In social settings, speech waveforms from nearby speakers mix together in our ear canals. Normally, the brain unmixes the attended speech stream from the chorus of background speakers using a combination of fast temporal processing and cognitive active listening mechanisms. Of >100,000 patient records,~10% of adults visited our clinic because of reduced hearing, only to learn that their hearing was clinically normal and should not cause communication difficulties. We found that multi-talker speech intelligibility thresholds varied widely in normal hearing adults, but could be predicted from neural phase-locking to frequency modulation (FM) cues measured with ear canal EEG recordings. Combining neural temporal fine structure processing, pupil-indexed listening effort, and behavioral FM thresholds accounted for 78% of the variability in multi-talker speech intelligibility. The disordered bottom-up and top-down markers of poor multi-talker speech perception identified here could inform the design of next-generation clinical tests for hidden hearing disorders.

Our ears were not designed for the society our brains created. The World Health Organization estimates that a billion young adults are at risk for hearing problems due to prolonged exposure to high levels of noise. For many people, the first symptoms of hearing loss consist in an inability to follow a single speaker in crowded places such as restaurants.

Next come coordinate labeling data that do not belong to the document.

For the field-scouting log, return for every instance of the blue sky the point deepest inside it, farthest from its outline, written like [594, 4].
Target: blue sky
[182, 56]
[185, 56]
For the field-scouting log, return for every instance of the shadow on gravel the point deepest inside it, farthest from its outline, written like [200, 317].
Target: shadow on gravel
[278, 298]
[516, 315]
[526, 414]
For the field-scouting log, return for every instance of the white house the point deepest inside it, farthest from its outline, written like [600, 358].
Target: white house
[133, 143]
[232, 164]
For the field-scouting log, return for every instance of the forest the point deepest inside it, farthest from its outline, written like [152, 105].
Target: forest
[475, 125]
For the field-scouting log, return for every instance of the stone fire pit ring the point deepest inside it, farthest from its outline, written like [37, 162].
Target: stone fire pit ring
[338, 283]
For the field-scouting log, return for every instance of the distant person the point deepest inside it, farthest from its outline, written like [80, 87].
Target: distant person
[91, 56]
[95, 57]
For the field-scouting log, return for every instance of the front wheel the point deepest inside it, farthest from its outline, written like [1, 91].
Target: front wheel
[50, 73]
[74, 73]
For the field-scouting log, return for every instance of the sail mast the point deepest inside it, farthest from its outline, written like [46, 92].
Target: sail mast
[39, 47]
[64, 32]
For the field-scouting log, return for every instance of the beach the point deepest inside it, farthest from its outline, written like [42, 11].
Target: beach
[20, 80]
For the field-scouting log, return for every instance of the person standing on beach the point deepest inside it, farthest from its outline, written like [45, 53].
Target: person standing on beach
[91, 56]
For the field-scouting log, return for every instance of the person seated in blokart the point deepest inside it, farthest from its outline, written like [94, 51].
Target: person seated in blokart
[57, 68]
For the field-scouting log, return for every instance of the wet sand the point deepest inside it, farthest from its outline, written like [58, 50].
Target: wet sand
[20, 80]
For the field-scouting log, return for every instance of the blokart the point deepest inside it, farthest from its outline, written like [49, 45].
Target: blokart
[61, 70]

However, when Parthasarathy et al. examined over 100,000 records from the Massachusetts Eye and Ear audiology database, they found that around 10% of patients who complained about hearing difficulties were sent home with a clean bill of hearing health. This is because existing tests do not detect common problems related to understanding speech in complex, real-world environments: new tests are needed to spot these hidden hearing disorders. Parthasarathy et al. therefore focused on identifying biological measures that would reflect these issues.

Normally, the brain can ‘unmix’ different speakers and focus on one person, but even in the context of normal hearing, some people are better at this than others. Parthasarathy et al pinpointed several behavioral and biological markers which, when combined, could predict most of this variability. This involved, for example, measuring the diameter of the pupil while people are listening to speech in the presence of several distracting voices (which mirrors how intensively they have to focus on the task) or measuring the participants’ ability to detect subtle changes in frequency (which reflects how fast-changing sound elements are encoded early on in the hearing system). The findings show that an over-reliance on high-level cognitive processes, such as increased listening effort, coupled with problems in the early processing of certain sound traits, was associated with problems in following a speaker in a busy environment.

The biological and behavioral markers highlighted by Parthasarathy et al do not require specialized equipment or marathon sessions to be recorded. In theory, these tests could be implemented into most hospital hearing clinics to give patients and health providers objective data to understand, treat and monitor these hearing difficulties.